El terreno va haciéndose montañoso. La entrada por cualquiera parte es penosa e incómoda por los pedregosos montes que salen al paso; pero no hay pedazo de tierra que no esté plantado de viñas, porque, según parece cuanto más áspero y montañoso es el terreno produce vinos de mejor calidad. A estos vidueños, por lo extendido que están por los montes y laderas hasta la marina, se les puede aplicar lo de la abundancia y ramificación de las vides de Judá, que extendían sus vástagos hasta la mar, cubriendo los montes con su sombra.

Hago especial mención de estos viñedos porque ellos fueron las posadas de mi hambre en este trayecto.

¡Qué uvas las malagueñas! Las vi blancas y negras y de tantas clases, que yo, como Virgilio, protesto no poderlas numerar; desde las tempranas, que nuestro Plinio llama forenses, porque madurando antes se venden mejor en las plazas, hasta las moscateles, cuyo olor y sabor es como el almizcle o mosqueta, de lo que les pudo venir el nombre en castellano. Apianas les llama también Plinio, por ser las abejas muy golosas de ellas; son uvas gordas, perladas de forma y de color, hollejo muy recio, pero de comer muy dulce, con lo que dicho se está que ellas fueron mis predilectas.”

Con estas miras, las de saborear el vino de estas tierras y, ¡cómo no! su aceite, la comida de estas fechas prenavideñas en plena matanza, la Academia Gastronómica de Málaga realizó su habitual salida del mes de diciembre por tierras del norte de la provincia, concretamente, por la comarca de Antequera.

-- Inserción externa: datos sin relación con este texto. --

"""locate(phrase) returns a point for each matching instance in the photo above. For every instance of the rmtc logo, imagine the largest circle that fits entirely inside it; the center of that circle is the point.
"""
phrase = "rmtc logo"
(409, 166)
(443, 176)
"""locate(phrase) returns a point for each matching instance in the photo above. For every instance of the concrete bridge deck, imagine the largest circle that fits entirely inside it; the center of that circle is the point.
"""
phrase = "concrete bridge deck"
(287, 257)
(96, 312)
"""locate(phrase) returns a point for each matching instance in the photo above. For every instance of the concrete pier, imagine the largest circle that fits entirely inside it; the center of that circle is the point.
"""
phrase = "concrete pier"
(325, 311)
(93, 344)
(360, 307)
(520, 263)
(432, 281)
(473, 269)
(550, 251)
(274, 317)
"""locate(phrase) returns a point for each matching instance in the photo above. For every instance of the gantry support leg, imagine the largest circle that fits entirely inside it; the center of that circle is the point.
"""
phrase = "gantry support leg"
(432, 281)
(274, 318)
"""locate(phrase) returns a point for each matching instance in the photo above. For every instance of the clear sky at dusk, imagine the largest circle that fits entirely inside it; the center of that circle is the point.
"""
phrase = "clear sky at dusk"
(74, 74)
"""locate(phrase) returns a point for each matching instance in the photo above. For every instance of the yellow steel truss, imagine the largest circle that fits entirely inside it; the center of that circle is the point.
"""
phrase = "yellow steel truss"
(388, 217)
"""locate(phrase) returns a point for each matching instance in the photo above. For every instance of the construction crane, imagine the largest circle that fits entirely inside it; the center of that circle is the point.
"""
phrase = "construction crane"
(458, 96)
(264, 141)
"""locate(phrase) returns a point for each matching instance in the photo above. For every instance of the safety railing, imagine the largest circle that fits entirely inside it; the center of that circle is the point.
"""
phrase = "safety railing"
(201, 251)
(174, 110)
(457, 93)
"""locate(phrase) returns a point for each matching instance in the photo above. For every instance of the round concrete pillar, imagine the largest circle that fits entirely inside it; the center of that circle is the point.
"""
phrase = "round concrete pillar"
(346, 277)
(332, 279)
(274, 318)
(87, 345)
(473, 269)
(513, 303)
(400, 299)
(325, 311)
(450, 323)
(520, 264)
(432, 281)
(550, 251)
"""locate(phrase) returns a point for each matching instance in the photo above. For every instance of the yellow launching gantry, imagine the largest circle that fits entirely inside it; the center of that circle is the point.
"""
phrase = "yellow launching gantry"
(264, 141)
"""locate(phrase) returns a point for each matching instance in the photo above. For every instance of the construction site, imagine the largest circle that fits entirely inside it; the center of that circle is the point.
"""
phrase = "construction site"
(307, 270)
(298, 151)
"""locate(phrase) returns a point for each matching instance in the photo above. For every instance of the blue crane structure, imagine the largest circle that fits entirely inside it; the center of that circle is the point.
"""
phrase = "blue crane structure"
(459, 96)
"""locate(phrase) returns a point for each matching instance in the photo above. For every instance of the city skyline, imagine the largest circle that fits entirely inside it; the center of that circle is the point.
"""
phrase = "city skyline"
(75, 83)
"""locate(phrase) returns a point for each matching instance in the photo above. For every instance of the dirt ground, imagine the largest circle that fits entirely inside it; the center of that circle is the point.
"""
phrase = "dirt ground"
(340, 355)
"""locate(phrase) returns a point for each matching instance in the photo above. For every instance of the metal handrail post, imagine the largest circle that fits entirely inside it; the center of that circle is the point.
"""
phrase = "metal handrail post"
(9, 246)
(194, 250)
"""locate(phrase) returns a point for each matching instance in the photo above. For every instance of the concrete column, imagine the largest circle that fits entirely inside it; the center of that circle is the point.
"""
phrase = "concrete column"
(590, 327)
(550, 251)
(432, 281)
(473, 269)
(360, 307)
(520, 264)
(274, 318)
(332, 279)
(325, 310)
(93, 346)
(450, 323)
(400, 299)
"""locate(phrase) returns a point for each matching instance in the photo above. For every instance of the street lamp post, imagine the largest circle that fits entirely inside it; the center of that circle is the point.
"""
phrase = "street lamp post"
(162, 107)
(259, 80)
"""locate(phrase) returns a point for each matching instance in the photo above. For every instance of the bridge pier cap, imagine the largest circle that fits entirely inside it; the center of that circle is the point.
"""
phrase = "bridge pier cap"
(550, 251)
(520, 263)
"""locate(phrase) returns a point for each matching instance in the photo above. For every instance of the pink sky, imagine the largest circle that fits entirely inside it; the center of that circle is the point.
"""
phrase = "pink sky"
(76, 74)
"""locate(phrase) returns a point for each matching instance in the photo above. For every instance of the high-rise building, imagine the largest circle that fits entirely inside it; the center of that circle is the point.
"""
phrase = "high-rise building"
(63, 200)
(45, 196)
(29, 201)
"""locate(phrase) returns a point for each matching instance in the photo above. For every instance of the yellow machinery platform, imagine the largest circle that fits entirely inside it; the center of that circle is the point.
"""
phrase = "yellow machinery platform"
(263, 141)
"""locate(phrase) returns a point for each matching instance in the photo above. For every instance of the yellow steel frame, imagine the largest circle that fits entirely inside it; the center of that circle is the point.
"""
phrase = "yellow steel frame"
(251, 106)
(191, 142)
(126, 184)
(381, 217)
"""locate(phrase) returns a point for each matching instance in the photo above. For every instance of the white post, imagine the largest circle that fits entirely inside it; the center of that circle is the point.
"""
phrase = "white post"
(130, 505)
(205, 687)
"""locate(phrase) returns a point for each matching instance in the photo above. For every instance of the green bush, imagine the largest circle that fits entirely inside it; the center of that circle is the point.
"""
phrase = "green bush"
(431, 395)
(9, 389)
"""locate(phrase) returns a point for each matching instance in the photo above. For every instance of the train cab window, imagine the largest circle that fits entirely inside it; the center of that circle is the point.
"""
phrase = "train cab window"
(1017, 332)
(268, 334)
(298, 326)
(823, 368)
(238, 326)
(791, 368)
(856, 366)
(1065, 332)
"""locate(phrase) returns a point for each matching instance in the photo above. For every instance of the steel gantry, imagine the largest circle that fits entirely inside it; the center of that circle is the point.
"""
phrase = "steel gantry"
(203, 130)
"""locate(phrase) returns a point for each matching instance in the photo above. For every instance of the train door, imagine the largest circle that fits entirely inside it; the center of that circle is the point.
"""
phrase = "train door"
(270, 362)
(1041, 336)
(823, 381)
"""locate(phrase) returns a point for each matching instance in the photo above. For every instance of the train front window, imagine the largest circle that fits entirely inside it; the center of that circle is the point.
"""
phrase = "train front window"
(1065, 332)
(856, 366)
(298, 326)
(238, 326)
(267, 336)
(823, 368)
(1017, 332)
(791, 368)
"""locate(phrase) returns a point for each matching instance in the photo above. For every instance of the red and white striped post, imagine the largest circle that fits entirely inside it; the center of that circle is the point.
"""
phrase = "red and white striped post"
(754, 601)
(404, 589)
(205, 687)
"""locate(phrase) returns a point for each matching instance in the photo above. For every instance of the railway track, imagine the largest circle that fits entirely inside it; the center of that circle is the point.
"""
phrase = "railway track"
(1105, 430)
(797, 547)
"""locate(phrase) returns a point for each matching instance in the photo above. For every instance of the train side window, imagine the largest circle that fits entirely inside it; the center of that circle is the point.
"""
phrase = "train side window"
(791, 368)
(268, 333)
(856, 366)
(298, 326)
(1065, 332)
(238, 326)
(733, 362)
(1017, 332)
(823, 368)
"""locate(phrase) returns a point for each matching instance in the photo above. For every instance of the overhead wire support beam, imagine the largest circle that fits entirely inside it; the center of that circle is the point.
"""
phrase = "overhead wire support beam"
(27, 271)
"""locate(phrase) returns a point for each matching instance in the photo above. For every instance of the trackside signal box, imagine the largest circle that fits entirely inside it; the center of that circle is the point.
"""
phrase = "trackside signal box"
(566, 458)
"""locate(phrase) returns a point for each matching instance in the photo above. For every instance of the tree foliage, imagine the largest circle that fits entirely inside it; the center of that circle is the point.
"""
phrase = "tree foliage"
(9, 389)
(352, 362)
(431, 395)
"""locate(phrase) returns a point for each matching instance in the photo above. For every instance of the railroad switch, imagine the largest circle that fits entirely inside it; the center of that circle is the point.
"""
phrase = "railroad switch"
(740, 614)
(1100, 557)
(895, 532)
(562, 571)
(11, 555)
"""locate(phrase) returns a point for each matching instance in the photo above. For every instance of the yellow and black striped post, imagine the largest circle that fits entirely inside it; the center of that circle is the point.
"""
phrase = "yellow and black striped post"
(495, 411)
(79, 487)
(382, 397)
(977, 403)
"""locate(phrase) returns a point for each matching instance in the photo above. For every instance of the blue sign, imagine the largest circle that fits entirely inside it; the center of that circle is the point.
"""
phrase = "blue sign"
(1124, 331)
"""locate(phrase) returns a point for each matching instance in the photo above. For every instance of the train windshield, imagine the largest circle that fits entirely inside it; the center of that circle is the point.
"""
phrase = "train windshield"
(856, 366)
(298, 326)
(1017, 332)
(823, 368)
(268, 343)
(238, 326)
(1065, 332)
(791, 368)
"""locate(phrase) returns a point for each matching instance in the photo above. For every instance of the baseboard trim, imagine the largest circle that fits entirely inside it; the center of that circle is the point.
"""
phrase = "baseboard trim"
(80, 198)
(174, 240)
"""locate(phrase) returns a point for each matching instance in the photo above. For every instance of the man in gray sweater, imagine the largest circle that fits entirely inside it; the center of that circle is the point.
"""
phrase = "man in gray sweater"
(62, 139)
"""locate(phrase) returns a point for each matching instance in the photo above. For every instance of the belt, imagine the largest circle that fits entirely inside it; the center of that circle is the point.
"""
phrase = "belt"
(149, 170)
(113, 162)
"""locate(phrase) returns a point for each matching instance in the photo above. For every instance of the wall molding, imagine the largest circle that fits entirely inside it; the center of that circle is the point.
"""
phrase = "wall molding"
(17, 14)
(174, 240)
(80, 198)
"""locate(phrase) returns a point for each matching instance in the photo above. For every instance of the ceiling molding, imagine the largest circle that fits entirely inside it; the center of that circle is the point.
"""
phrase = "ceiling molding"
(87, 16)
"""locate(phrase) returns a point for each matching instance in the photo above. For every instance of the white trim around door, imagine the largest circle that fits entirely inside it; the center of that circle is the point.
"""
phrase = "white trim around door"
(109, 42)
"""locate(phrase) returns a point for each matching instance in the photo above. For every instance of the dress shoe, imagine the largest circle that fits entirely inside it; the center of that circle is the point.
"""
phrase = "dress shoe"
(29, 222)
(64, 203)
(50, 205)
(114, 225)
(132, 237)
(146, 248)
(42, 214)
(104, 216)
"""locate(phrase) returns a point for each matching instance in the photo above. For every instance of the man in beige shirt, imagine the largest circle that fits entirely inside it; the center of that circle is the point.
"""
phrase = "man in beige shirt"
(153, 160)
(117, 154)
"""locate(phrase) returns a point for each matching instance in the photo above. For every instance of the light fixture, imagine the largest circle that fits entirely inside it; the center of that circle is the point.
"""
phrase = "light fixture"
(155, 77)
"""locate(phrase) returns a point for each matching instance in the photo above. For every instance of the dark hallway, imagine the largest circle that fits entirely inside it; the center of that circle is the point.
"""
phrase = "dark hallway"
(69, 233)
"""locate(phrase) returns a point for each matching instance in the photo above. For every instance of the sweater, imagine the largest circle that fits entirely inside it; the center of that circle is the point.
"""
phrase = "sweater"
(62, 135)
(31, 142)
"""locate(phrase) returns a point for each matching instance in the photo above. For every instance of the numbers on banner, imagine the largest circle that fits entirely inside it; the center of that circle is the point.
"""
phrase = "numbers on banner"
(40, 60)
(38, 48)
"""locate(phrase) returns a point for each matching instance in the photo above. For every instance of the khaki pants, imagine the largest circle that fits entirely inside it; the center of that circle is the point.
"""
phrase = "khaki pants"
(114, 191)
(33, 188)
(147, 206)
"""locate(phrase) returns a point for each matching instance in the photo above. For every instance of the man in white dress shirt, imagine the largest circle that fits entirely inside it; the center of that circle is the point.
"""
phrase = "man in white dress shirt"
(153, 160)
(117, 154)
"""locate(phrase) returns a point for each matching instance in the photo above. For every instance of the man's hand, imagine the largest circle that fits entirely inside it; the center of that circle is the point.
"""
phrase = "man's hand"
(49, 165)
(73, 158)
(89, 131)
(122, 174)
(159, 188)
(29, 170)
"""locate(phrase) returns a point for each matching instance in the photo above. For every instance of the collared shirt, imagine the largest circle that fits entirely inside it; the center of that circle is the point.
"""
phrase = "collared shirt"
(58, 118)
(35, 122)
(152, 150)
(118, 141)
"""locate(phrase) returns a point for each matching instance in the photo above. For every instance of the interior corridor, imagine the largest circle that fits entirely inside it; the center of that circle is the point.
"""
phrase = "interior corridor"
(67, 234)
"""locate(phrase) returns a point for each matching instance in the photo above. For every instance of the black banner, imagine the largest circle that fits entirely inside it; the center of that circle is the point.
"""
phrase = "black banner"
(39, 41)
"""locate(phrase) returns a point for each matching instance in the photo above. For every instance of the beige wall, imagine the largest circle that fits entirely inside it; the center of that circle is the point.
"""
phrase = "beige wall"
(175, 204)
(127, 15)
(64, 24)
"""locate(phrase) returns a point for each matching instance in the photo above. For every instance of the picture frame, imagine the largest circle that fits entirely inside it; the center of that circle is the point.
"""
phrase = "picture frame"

Parada en la plaza principal de Fuente de Piedra para desayunar unos ricos molletes con aceite, chicharrones, jamón, queso o lo que cada uno tuviese a bien o unos tejeringos comprados en un kiosco de la misma plaza. Después, el organizador de la visita, el que suscribe, delante de la Fuente de piedra de la plaza, sorprendidos porque ya no es agua potable, contó la historia de esa fuente que, según la leyenda, de ella manaba un agua capaz de curar el “Mal de riñón” y era tan conocida que tenía hasta sus señas de identidad y, para no falsificarla o llegase en mal estado, ya que se repartía -mejor se vendía-, por todas partes, se ataban los cántaros con una hierba autóctona de estas tierras. Si la hierba llegaba fresca, el agua también era frescal. Hoy, nada queda de esta agua tan milagrosa.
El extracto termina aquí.